А в 59-м чуть не довёл до больного вопля, так терзал её всю, с таким напором, что только держись, гвардейские! Это когда Луну с той стороны сфотографировал, с задней, через спутник его какой-то, она не поняла. Но порадовалась вместе с ним, что всё получилось, как он хотел. А про себя подумала: и стоило мучиться, чтоб картинку эту заиметь? Без неё жили, и ничего, не умирали, а с ней – вон как, даже ходить потом неуклюже пришлось до самого вечера.

Но наибольшая радость была у него, когда он приехал ночью того дня, самого для него великого, как после же и сказал, и – нет, не орал и не бесился от счастья, и не указал глазами на спальню – просто изрёк, что, мол, всё, милая, есть у нас теперь Первый и сами мы первые, и навсегда такими в истории останемся. А сам светился, это она хорошо про него научилась понимать, когда – такое, а когда – совсем другое. И сильно измучен был ещё, выжат в лимон, снова сердце придерживал ладошкой и сам же спросил про пилюлю. Но потом всё-таки сказал, иди сюда, Настёна, давай, оставайся рядом, побудь со мной, поговори, расскажи что-нибудь, всё равно чего, я послушаю, мне так и так не заснуть сегодня.

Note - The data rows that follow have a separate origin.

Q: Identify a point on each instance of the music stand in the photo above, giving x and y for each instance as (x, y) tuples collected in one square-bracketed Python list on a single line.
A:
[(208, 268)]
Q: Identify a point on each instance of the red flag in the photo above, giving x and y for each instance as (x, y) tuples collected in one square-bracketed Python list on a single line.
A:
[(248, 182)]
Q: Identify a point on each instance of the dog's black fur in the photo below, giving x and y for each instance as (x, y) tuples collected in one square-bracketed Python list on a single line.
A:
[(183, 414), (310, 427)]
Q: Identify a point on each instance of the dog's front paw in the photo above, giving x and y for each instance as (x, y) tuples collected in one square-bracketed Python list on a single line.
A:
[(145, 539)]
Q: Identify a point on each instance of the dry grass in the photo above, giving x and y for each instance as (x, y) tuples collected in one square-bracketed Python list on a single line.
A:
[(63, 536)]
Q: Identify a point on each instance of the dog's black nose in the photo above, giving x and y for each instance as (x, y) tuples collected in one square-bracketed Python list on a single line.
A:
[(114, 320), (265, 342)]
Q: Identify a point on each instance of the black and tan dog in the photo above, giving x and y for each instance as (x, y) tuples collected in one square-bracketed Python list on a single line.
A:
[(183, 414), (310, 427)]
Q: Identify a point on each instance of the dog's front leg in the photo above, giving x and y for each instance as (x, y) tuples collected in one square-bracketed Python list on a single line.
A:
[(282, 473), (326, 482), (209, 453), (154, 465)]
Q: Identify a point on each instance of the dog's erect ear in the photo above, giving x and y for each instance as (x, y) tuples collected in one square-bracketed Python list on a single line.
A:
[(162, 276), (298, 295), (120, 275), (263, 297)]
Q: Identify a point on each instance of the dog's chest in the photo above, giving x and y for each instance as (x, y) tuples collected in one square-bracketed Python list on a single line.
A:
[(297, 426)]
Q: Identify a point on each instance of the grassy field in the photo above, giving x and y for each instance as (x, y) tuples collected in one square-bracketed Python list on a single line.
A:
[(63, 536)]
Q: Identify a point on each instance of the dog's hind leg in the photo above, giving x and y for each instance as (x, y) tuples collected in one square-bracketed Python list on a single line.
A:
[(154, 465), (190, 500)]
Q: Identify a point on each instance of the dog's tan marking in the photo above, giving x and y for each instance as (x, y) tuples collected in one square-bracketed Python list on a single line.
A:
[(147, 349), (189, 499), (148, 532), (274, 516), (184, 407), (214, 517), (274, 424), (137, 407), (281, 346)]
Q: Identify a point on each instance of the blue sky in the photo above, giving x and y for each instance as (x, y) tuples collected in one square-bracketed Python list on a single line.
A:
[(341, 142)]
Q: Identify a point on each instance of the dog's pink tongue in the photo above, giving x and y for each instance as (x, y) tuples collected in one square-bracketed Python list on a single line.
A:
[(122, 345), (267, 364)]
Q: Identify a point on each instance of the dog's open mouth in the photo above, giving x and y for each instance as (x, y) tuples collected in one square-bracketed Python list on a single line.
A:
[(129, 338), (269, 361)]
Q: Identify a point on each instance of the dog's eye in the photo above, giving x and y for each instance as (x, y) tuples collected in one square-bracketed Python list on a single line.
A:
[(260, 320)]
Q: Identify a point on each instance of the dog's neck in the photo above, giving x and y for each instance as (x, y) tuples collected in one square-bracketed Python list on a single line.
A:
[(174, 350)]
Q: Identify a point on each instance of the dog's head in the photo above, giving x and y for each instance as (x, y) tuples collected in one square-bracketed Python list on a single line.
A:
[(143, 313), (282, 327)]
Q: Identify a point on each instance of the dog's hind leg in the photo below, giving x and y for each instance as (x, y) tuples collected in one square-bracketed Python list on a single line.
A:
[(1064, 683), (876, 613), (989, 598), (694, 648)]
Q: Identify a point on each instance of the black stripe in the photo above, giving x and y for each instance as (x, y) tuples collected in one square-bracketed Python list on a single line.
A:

А после и сама услыхала, когда по радио прогремели на весь свет, что полетел и вернулся, живой и здоровый. Но вот только, где он, этот космос, до какого наконец уже живьём добрались, всё равно было непонятно: высоко ль, низко ли, пустое там всё уже окончательно и чёрное, и птицы туда не достают никакие, или можно, если вглядеться, увидеть его снизу через трубу, или без неё, так же, как видно дымный путь от крохотного самолётика или звёзды по ночам. А есть ещё и стратосфера какая-то, тоже, бывало, поминал её, но вот только ниже она космоса этого или как-то ещё, Настасья не знала. А выспросить никак не складывалось. А наутро, чуть свет, улетел в Москву докладывать, видно, кому надо, про что положено – самолёт был у него свой, прикреплённый, она это тоже знала: только для него и для соратников его по большим делам.

Одно её удивляло немало – то, о чём, даже саму себя иной раз стесняясь, осторожничала поразмышлять. Все эти памятные десять лет, вплоть до той поры, когда её Павел Сергеевич сочетался законным браком с Евгенией своей, он так или иначе, когда пореже, а когда и на удивление частя, если подпадало под настрой, никогда не брезговал ею, домработницей с проживанием, уборкой и готовкой, хотя сам по себе уже изначально был большой человек, а потом на её глазах стал ещё выше. Она чувствовала такое сама, никто ей ничего не сообщал, даже Валера, его охранник-водитель. А пару-другую раз слыхала, что про Хрущёва кому-то выговаривал, Никиту Сергеича, причём строго, с вызовом в голосе. Господи, подумала, да кто ж он тогда будет, коли на самого без всякого страха так серчает и гневается, пускай даже не напрямую, а через телефон. А после ещё сколько-то время прошло, того-то скинули, кукурузника, так он похожее – и про Леонида Ильича. Она опять засекла, собственными ушами, и тоже не из лицеприятных оборотов выдавал кому-то, и снова без всякой боязни. А уж «Цэка» сюда, «Цэка» туда – это бессчётно, не успевала собирать, сколько кому и как припомнил про него, что и не так решают, и не про то думают, и не туда смотрят, сидя у себя по высоким кабинетам.

Так и прожили всё это длинное время, и, если откинуть различные случайности, не так чтоб, по большому счёту, частые, и невзгоды, обрушивающиеся на хозяина и рикошетом отдающие по ней, то было всё у них в миру и по взаимности, коли можно сказать так про него и про неё, Настасью, приживалку при Павле Сергеевиче Царёве.